À 90 ans, le pianiste de jazz Claude Bolling nous a quittés. Il était un grand nom du jazz international et un compositeur prolifique auquel la chanson et le cinéma français doivent quelques-uns de leurs plus beaux airs. 

Né à Cannes, il grandit à Paris, mais passa à Nice, chez ses grands-parents, les années d’occupation. C’est sa grand-mère qui lui fit découvrir le piano : plus qu’une initiation, une révélation. À quatorze ans, de retour dans la capitale libérée, l’adolescent put donner libre court à sa soif d’apprendre. Le jour, il étudie l’harmonie et la composition au sein du temple de la musique, le conservatoire. Le soir, il continue à l’apprivoiser dans ses catacombes : les clubs de jazz. C’est alors l’âge d’or des caves de Saint-Germain-des-Prés, où danse toute une jeunesse effervescente et bohème, sur des rythmes nouveaux qui grisent le jeune Claude. 

Il commence à se produire avec le Steffy Club Gang, dans le 16e arrondissement, où il a le bonheur de croiser quelques-unes de ses idoles américaines, comme Duke Ellington qu’il vénère par-dessus tout. Sa carrière prend son essor en février 1956, quand il crée son propre big band, un ensemble qui verra défiler les plus grands virtuoses du saxophone, de la trompette et du trombone, et qui battra des records de longévité. Ensemble, pendant un demi-siècle, ils enregistrent de nombreux albums, notamment des reprises d’Ellington ou Django Reinhardt, accompagnent des spectacles à l’Alhambra, interviennent fréquemment à la télévision. Le grand public découvre le septette de Claude Bolling sur le plateau d’«  ge tendre et tête de bois », l’émission d’Albert Raisner. 

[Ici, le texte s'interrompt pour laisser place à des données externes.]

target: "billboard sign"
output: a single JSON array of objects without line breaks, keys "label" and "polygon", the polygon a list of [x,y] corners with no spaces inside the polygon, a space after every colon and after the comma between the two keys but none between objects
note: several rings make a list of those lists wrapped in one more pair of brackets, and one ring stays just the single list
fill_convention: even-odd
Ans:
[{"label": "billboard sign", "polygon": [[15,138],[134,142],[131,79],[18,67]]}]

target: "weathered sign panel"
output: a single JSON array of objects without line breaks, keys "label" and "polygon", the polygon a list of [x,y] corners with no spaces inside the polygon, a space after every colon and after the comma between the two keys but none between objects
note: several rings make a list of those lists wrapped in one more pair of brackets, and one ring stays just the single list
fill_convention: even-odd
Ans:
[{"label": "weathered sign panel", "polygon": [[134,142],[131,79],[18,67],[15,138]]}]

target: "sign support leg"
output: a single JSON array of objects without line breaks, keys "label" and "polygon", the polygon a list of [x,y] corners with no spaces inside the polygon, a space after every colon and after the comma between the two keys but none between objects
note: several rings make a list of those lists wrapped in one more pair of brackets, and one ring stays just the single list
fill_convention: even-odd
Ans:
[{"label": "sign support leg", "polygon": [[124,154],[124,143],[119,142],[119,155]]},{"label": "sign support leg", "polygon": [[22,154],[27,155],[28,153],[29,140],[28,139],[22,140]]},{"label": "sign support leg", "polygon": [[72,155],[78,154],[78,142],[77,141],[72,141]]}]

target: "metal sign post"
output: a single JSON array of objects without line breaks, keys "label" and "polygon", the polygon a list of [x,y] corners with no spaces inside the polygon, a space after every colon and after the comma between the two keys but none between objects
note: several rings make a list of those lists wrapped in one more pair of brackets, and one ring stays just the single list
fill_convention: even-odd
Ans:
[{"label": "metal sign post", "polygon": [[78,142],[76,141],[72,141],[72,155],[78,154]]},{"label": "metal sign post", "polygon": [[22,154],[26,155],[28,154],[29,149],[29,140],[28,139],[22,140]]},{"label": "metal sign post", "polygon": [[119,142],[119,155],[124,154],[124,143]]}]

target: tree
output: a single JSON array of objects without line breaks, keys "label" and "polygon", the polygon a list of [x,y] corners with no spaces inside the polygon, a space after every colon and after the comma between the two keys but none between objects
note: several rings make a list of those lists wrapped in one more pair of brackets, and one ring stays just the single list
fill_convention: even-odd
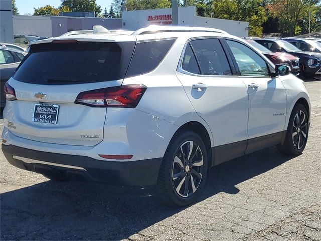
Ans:
[{"label": "tree", "polygon": [[263,0],[216,0],[212,11],[214,18],[249,22],[249,35],[260,36],[267,20]]},{"label": "tree", "polygon": [[61,7],[68,7],[71,11],[94,12],[95,16],[101,12],[101,7],[96,3],[96,0],[61,0]]},{"label": "tree", "polygon": [[34,15],[58,16],[59,15],[59,12],[60,12],[59,9],[56,9],[49,4],[37,9],[34,8],[34,9],[35,10]]},{"label": "tree", "polygon": [[184,0],[181,6],[196,7],[196,14],[199,16],[209,17],[211,16],[210,9],[213,1],[206,0]]},{"label": "tree", "polygon": [[127,0],[127,10],[166,9],[171,7],[169,0]]},{"label": "tree", "polygon": [[[308,15],[310,6],[315,6],[319,2],[319,0],[274,0],[268,8],[278,18],[279,28],[281,32],[284,35],[293,36],[301,33],[302,28],[299,25],[299,22],[302,21],[307,13]],[[302,24],[304,26],[304,21]]]},{"label": "tree", "polygon": [[108,17],[109,18],[116,18],[117,17],[116,16],[116,14],[115,14],[115,12],[114,12],[114,8],[113,8],[112,5],[110,6],[110,8],[109,9]]},{"label": "tree", "polygon": [[18,9],[16,6],[16,0],[11,0],[12,5],[12,14],[19,14]]},{"label": "tree", "polygon": [[102,16],[103,18],[109,18],[109,15],[108,14],[108,12],[107,11],[107,8],[105,8],[105,10],[104,11],[104,13],[102,14]]},{"label": "tree", "polygon": [[303,16],[298,21],[298,25],[301,29],[300,34],[309,32],[309,12],[311,8],[311,32],[321,31],[321,5],[307,5],[303,11]]}]

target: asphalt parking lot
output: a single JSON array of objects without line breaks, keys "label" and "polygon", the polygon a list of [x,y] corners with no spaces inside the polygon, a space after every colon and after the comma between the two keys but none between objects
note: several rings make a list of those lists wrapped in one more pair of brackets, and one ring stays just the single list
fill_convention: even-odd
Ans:
[{"label": "asphalt parking lot", "polygon": [[285,157],[273,147],[219,165],[186,208],[122,188],[51,181],[0,153],[0,238],[321,240],[321,80],[305,84],[312,109],[303,153]]}]

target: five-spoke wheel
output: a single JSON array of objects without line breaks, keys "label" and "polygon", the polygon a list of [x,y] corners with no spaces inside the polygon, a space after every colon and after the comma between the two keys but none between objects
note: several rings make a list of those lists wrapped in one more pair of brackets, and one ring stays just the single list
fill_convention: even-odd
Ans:
[{"label": "five-spoke wheel", "polygon": [[307,118],[302,110],[296,113],[293,122],[292,138],[294,147],[300,150],[307,138]]},{"label": "five-spoke wheel", "polygon": [[196,191],[202,181],[203,168],[200,146],[193,141],[182,144],[174,157],[172,168],[173,183],[178,195],[187,197]]},{"label": "five-spoke wheel", "polygon": [[165,152],[160,167],[157,192],[164,202],[185,206],[200,193],[206,176],[207,155],[198,135],[177,133]]}]

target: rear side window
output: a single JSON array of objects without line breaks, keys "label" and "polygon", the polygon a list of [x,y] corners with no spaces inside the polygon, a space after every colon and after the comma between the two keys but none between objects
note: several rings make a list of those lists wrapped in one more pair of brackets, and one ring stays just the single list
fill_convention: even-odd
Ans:
[{"label": "rear side window", "polygon": [[196,58],[205,75],[231,75],[225,53],[218,39],[198,39],[191,41]]},{"label": "rear side window", "polygon": [[186,46],[186,48],[185,49],[185,53],[184,53],[183,63],[182,63],[182,68],[186,71],[193,74],[201,74],[201,71],[200,71],[200,69],[197,65],[196,59],[194,54],[193,53],[190,44]]},{"label": "rear side window", "polygon": [[126,77],[145,74],[155,69],[175,41],[168,39],[138,42]]},{"label": "rear side window", "polygon": [[72,84],[122,79],[135,42],[44,43],[31,45],[14,78],[36,84]]},{"label": "rear side window", "polygon": [[248,47],[237,42],[227,40],[238,66],[241,75],[244,76],[269,76],[265,61]]}]

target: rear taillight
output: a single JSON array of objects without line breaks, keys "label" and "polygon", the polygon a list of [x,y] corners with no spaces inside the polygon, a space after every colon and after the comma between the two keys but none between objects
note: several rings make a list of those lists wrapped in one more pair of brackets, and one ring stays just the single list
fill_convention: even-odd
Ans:
[{"label": "rear taillight", "polygon": [[16,98],[15,89],[9,85],[8,83],[6,83],[6,84],[5,84],[5,86],[4,87],[4,94],[5,94],[6,99],[7,100],[12,101],[13,100],[16,100],[17,99],[17,98]]},{"label": "rear taillight", "polygon": [[142,84],[122,85],[83,92],[75,104],[91,107],[136,108],[147,87]]}]

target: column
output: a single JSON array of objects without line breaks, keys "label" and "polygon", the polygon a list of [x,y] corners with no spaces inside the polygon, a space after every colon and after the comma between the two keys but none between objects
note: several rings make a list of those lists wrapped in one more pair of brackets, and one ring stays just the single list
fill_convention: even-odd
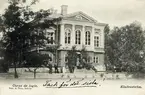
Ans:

Son talent pour la composition et l’orchestration le fait réclamer par les étoiles de la scène et des écrans. Après Boris Vian, Sacha Distel, Henri Salvador ou Juliette Gréco lui demandent ses services. C’est lui qui adapte « La Madrague » à la voix de Brigitte Bardot. Pour l’ensemble Les Parisiennes, il crée des rythmes pétillants, des mélodies fraiches, à l’image de cette citadine légendaire qu’elles incarnent. Parmi plus de cent autres musiques de film, il orchestre la rencontre au sommet entre Alain Delon et Jean-Paul Belmondo dans Borsalino avec cette ritournelle ragtime qui nous trotte encore dans la tête, et écrit la partition aux accents mexicains du Magnifique de Philippe de Broca. Il compose également pour la télévision, par exemple le générique de la série Les Brigades du Tigre, et travaille même pour le dessin animé Lucky Luke. 

Le succès rencontré sous les feux des projecteurs ne l’éloigna jamais de projets plus personnels et expérimentaux. Au contraire, la notoriété et l’aisance financière acquise lui permirent de mieux faire vivre son big band et d’accomplir un rêve de longue date, composer une suite pour flûte et piano jazz, avec le célèbre flûtiste français Jean-Pierre Rampal. Le résultat enthousiasma les amateurs de jazz sur les cinq continents, triomphe qui l’encouragea à multiplier ces expériences musicales mariant un soliste classique et une formation de jazz. 

Le Président de la République déplore la disparition d’un monument du jazz parisien qui n’eut de cesse d’accroître, du Petit Journal Montparnasse au Carnegie Hall, le rayonnement musical français.